Arrive un autre groupe, raconte plus loin Brugière, qui nous donne une autre clé du fonctionnement de ses groupes dangereux : la clé de leurs finances, pour équiper un seul individu de 20 000 euros d'armes, par exemple. "Les objectifs du groupe Cherifi sont triples : faciliter l'envoi de moudjahidin en Irak, se livrer à des activités de financement et monter des opérations terroristes en Europe. La partie financement sera prédominante. Le groupe participera à la création de petits commerces pour « blanchir » des fonds. Il montera une opération de vol à main armée et apparaîtra même au contact d'individus impliqués dans un faux braquage au préjudice de la Brink's." Un "faux" braquage, en effet : "l'un des convoyeurs de fonds appartenait à ce groupe d'islamistes" précise l'ancien juge. "Il leur avait transmis toutes les informations nécessaires. Lors de l'assaut, il avait été frappé par ses camarades pour ne pas attirer les soupçons sur lui. Il sera quand même confondu et tous les membres de son groupe identifiés." J.-M. Pontant ; l'interviewer de Bruguière insistant : "Cherifi a participé à de « vrais braquages » ? J.-L. Bruguière : Oui. Une tentative de vol à l'explosif contre un centre fort en octobre 2005. Ce centre blindé situé à Beauvais contenait trois millions d'euros destinés à alimenter les distributeurs automatiques de billets. Mais le coup a manqué car la charge n'était pas assez puissante.
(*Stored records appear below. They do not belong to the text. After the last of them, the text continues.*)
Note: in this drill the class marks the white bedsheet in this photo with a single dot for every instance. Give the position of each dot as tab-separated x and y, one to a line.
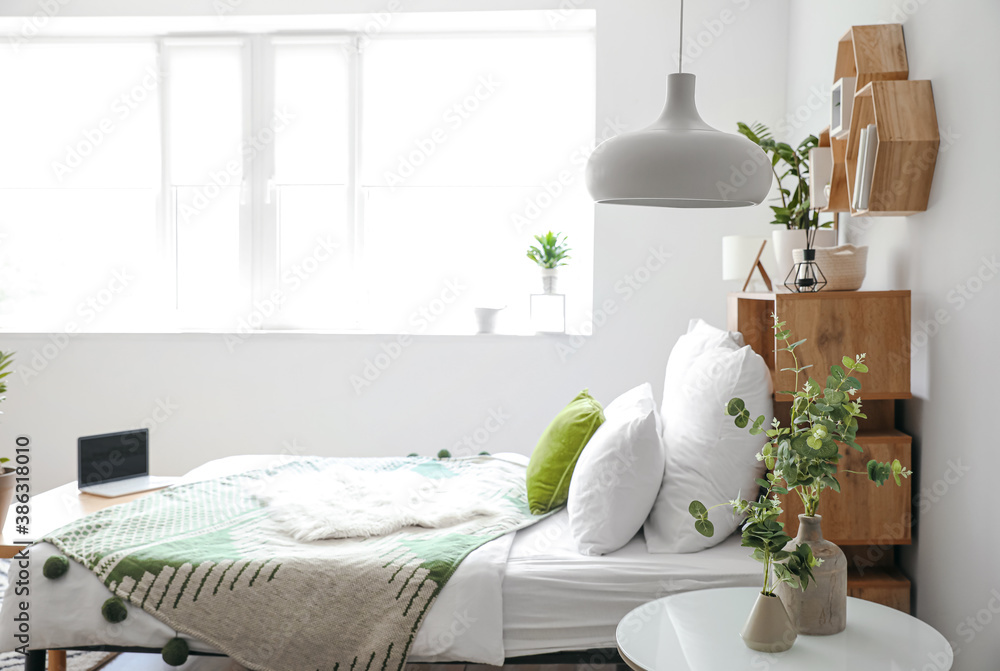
525	593
463	624
555	599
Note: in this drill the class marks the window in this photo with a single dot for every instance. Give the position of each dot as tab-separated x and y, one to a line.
342	181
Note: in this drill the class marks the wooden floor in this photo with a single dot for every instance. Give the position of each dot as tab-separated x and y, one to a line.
139	662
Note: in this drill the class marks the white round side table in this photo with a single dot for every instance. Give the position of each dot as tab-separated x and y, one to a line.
699	631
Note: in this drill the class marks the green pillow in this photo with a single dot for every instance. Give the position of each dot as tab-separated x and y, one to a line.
554	458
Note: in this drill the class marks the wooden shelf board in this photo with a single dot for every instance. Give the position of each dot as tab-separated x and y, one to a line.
884	584
873	396
887	576
790	295
906	123
882	436
883	213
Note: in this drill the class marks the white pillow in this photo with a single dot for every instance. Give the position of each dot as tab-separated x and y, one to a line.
700	338
708	457
617	476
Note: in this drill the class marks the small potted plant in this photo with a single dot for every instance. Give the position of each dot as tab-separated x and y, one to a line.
768	627
803	458
7	476
799	222
550	253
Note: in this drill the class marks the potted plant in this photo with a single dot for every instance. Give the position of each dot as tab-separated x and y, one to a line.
768	627
550	253
803	458
802	229
7	476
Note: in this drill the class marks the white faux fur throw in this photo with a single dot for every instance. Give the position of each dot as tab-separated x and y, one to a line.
342	502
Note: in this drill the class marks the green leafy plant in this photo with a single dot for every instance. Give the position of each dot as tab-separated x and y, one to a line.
802	458
551	251
794	212
6	358
766	536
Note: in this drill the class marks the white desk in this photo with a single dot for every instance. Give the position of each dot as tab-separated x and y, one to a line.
700	631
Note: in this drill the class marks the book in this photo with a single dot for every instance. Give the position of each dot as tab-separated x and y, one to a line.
856	191
871	146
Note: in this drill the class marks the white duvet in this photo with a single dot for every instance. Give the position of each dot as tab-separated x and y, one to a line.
465	623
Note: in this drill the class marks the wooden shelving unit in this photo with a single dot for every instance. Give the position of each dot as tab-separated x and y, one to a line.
908	139
867	521
905	123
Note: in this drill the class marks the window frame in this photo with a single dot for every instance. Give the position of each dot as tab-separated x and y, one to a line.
259	234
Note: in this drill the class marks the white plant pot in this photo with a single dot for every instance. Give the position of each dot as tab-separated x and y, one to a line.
550	280
785	241
486	319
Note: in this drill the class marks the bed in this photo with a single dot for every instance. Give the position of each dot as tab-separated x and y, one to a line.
525	594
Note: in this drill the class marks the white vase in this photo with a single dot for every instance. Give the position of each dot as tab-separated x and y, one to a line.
768	628
785	240
550	280
486	319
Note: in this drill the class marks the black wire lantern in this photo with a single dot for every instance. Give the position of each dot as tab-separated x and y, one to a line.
806	276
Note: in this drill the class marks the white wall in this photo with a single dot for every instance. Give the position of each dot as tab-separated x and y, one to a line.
955	366
283	391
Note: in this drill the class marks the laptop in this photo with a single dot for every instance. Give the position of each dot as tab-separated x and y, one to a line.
116	464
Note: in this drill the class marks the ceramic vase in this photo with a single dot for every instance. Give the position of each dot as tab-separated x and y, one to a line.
820	609
486	319
786	240
768	629
550	280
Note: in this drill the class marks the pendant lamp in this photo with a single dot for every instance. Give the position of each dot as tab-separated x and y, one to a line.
679	160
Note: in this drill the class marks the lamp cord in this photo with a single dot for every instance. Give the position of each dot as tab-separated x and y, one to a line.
680	49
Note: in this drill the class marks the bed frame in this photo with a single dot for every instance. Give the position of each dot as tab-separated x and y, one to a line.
594	658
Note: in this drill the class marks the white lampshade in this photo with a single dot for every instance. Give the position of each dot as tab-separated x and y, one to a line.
820	174
679	161
738	254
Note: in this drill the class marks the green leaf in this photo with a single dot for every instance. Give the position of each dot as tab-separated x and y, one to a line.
697	509
705	527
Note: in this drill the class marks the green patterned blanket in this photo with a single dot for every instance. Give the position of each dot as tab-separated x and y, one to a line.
206	559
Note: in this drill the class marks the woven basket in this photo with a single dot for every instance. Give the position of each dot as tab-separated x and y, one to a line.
843	266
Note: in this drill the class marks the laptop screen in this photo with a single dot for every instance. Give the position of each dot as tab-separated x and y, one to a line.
112	456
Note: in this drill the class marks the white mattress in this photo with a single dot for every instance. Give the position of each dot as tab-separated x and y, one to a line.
555	599
544	598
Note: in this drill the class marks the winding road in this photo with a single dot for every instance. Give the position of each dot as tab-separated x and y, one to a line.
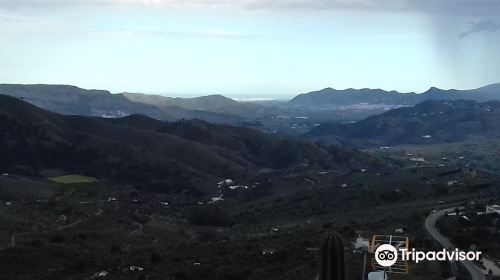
430	226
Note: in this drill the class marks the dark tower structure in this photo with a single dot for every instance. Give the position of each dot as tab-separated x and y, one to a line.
332	258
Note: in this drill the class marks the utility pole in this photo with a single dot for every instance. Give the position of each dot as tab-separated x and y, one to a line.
332	258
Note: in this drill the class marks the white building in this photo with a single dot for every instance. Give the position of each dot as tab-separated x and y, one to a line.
490	209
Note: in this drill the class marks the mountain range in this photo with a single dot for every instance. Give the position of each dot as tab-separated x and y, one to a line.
71	100
431	121
331	97
164	156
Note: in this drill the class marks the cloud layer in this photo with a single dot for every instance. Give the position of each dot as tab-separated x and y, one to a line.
459	7
487	26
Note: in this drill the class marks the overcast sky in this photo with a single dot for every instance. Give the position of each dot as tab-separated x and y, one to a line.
250	48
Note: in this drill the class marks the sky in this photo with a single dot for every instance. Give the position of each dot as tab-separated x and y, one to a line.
250	48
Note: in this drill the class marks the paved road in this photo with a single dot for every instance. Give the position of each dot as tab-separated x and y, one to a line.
430	226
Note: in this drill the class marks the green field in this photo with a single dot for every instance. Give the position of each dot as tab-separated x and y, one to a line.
73	179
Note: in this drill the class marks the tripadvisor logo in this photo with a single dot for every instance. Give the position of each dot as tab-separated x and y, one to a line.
387	255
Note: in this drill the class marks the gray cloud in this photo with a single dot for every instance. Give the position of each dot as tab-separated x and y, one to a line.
454	7
487	26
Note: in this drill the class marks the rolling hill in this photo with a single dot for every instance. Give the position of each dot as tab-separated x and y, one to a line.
71	100
433	121
332	97
145	152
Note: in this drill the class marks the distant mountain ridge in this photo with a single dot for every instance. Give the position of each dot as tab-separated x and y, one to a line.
71	100
332	97
431	121
212	103
152	154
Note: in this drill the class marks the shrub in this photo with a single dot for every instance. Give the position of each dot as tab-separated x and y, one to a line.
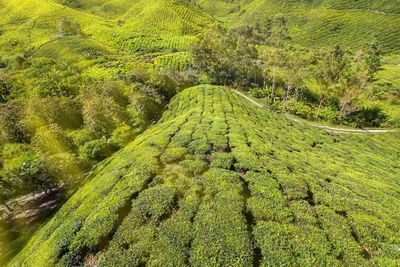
123	135
173	154
12	129
51	139
52	110
193	167
97	149
221	160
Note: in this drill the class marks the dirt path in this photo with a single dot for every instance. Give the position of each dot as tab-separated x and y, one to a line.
327	128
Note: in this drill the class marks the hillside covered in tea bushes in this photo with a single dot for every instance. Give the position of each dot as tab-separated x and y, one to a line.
220	181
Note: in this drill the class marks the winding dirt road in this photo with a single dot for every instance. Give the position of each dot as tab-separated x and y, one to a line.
326	128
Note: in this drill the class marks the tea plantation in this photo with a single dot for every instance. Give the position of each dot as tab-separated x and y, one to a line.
320	23
219	181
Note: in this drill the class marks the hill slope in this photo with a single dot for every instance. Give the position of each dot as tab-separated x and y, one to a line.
321	23
219	181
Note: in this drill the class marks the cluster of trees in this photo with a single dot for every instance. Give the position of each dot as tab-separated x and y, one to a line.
262	59
55	124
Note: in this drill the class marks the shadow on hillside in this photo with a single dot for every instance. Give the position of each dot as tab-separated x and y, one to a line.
25	217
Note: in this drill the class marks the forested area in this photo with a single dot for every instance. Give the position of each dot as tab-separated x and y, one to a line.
116	121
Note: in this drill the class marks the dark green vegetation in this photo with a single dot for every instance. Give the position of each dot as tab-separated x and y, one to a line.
78	81
286	52
219	181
Le trou ne permettait pas le passage d'un homme... L'explosif était un explosif militaire, mais mal employé ! Le reste de l'armement, de véritables armes de guerre, sera découvert après de nombreuses péripéties lors d'une perquisition effectuée en pleine nuit dans un box de la région parisienne".
Voilà ce que racontait en effet un juge, depuis inscrit au sein de l'UMP sur la situation en France alors que Nicolas Sarkozy était ministre de l'intérieur : avouez qu'il lui est difficile aujourd'hui d'ignorer qu'il était parfaitement au courant du prosélytisme salafiste en prison, dénoncé ouvertement dans le livre, comme la filière d'argent des braquages pour alimenter en armes les groupes dangereux. Comme encore d'ignorer que ceux qui étaient passés au travers les mailles du filet de la police en 2007 à Toulouse faisaient aussi parti d'un réseau niçois arrêté presque fortuitement par un contrôle de police, alors que la fameuse DCRI mise en place avec à sa tête un proche, Bernard Squarcini, était censé le surveiller de près. Un juge qui vient aujourd'hui au secours d'un pouvoir en difficulté, mais qui oublie tout ce qu'il a pu écrire sur la question et que vous venez de lire.
A ce stade, on peut difficilement parler de laxisme ou d'incompétence. C'est autre chose encore. Et quand on en voit le résultat final, il n'y a qu'un seul mot qui vient aux lèvres : celui de la manipulation.